声に出したときのリズム感や面白さを優先したという死後くん。さきほどお話に出た「ぽっぷこーん」を「ぽっぷこん」にしたというページ。「てぃっしゅ ぽいぽい ぽっぷこん」、思わず声に出したくなる気持ちよさ。
── ところで、お子さんに『ぽんちうた』の読み聞かせはされましたか?
うちの子はもともと歌が好きなこともあって、気に入ったフレーズは覚えて歌ってくれたりして、概ね楽しんでくれている気がします。
ところどころ絵の内容や歌の内容に「どういうこと?」と首をひねっていて、その反応もまた自分としては「しめしめ」という感じです。

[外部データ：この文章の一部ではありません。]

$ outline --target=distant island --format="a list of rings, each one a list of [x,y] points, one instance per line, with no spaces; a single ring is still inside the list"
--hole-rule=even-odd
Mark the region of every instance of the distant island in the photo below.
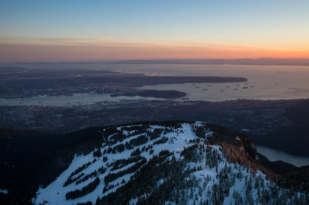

「おとうさんの絵やばい」と言ってくれたことは褒め言葉として受け止めたいと思います。
『ぽんちうた』のプロモーションビデオ。歌っているのは、死後くんのお子さん(!)。絵本の世界観にぴったりの節回しで、素敵な親子合作映像になりました。
死後くん
イラストレーター/1977年愛知県生まれ。雑誌POPEYE(マガジンハウス)、「母の友」(福音館書店)、書籍『失敗図鑑』(大野正人著/文響社)、絵本『ごろうのおみせ』(ごろう作/岩崎書店)、NHK総合『おやすみ日本』他、紙媒体を初めTV、web等、様々な媒体でイラストや漫画を手がける。著書に漫画『I My モコちゃん』(玄光社)。このたび新作絵本『ぽんちうた』をブロンズ新社より出版。「ペンネームが縁起が悪い」との理由で仕事が決まらないこと多々あり。
kodomoe webでは、連載「子どもの言いまちがい」のイラストを担当。